News Groups Again Try to Open Testimony in St. Luke's Case
Several news organizations are appealing a judge's ruling that some testimony from the trial of Boise, Idaho-based St. Luke's Health System could remain closed from public access to protect trade secrets, according to an Idaho Statesman report.
The antitrust case involving defendant St. Luke's and the Federal Trade Commission and Boise-based Saint Alphonsus Health System as plaintiffs went to trial Sept. 23. U.S. District Judge B. Lynn Winmill issued a pretrial order that closed public access to the courtroom for some testimony, purportedly to protect the trade secrets of the parties involved.
In October, The Idaho Statesman, The Times-News, The Associated Press, the Idaho Press-Tribune and the Idaho Press Club filed a motion to intervene and keep proceedings open to the public. Judge Winmill ruled some documents could remain concealed if attorneys showed a "compelling" reason for closing public access.

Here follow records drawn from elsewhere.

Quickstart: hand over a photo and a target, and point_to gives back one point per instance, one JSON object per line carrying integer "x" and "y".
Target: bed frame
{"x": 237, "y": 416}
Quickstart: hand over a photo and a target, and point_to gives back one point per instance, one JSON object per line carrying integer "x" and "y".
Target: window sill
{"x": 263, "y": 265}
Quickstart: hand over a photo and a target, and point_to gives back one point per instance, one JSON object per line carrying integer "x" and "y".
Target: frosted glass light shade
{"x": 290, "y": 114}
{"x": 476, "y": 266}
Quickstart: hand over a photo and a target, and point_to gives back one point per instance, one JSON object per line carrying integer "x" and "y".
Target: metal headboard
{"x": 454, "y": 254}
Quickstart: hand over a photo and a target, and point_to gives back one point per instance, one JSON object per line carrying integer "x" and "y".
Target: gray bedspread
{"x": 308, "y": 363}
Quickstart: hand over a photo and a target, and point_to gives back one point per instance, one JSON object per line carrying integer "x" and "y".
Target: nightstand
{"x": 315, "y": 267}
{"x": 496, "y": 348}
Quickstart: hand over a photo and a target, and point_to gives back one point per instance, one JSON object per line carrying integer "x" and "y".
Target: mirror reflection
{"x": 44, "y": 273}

Trial came to a close Thursday, but the news organizations filed a request yesterday for all witness testimony and exhibits in the trial to be made public. They claim more than half of the first seven days of testimony occurred behind closed doors, according to the report, and more than 575 exhibits were sealed.
Charles Brown, an attorney representing the news organizations, said Judge Winmill did not require lawyers to furnish a compelling reason why trade secrets overruled the public's right to know, according to the report. Rather, Mr. Brown claims the parties' arguments "routinely just set forth the entity's desires and opinions as to what it wants to be removed from public view, but none of them reveal to this court nor the lower court 'compelling reasons' to do so," according to the report.
In separate but related news, earlier this week Judge Winmill called the case one of the most difficult he's had to rule on. A decision is expected before Christmas.